Sabemos da importância social da tradução para o conhecimento daqueles que não podem ler no original; sabemos de sua força divulgadora. Em troca, não se explorou tanto a possibilidade de conhecer os textos da própria língua de partida a partir das opções de tradução para a outra língua intercompreensível, como o português, que, por sua vez, tem que lidar com seus próprios limites em relação aos dialetismos de fronteira, que vêm do espanhol do Rio da Prata e se acumulam no arquivo de uma literatura com boas aspirações de autonomia pela metade do século XX. O caso é muito interessante a este respeito, sobretudo porque Morosoli – como foi dito – não é um escritor tipicamente gauchesco, pelo contrário, avançou para um progressivo distanciamento desse código.

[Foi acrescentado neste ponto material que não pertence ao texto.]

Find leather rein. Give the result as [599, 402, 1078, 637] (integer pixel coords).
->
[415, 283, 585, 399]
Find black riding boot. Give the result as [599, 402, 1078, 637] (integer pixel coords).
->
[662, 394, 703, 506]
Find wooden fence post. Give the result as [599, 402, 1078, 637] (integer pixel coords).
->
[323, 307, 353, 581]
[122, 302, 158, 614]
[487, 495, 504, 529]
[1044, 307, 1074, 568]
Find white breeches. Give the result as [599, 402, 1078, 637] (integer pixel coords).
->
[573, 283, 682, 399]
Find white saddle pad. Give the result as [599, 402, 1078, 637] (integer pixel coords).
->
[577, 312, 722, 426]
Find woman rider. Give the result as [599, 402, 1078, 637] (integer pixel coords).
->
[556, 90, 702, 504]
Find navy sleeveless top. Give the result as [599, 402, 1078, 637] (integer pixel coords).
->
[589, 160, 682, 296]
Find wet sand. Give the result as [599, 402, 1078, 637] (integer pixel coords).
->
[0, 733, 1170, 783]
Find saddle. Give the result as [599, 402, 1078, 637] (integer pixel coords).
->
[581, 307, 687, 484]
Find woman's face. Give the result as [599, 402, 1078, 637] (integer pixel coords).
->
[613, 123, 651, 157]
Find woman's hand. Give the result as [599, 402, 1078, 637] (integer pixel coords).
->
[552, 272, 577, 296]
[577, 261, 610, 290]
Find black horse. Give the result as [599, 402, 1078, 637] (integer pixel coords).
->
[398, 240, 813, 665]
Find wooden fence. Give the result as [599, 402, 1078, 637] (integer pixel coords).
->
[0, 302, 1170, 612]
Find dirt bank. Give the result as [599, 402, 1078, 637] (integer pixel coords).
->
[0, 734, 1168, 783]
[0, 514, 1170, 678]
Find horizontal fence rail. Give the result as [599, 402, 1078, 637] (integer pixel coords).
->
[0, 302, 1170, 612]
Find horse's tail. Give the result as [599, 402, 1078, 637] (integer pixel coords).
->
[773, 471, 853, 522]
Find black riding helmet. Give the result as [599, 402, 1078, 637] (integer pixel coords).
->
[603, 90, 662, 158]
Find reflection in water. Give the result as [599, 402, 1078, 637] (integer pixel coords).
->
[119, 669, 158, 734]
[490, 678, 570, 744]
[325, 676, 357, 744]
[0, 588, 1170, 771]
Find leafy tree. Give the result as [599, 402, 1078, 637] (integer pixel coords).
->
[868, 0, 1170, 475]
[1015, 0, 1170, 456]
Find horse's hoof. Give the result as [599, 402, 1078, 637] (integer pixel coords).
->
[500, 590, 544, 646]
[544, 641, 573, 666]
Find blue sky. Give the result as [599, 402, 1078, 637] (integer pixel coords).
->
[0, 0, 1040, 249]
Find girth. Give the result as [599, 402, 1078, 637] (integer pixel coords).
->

Em certos meses de 1991, Faraco dá a conhecer em duas oportunidades sua tradução de “El largo viaje de placer” (“A longa viagem de prazer”) com algumas poucas diferenças entre si. Nas duas versões, leva aos extremos a atividade processual que Morosoli havia feito com suas obras, já que se inclina a atenuar quase toda a forma dialetal, escolhendo somente algumas frases ou expressões equivalentes em português. Em rigor, “El largo viaje de placer” é uma história que serve como uma luva para a estética de Faraco: diálogos de frases breves, economia de recursos verbais com singular capacidade expressiva, equilíbrio entre o local e o exterior. Quaisquer narrações de Faraco, as de Noite de matar um
homem ou ainda os contos urbanos de A dama do bar Nevada, exibem um involuntário ar familiar com o autor traduzido (Faraco, 2011).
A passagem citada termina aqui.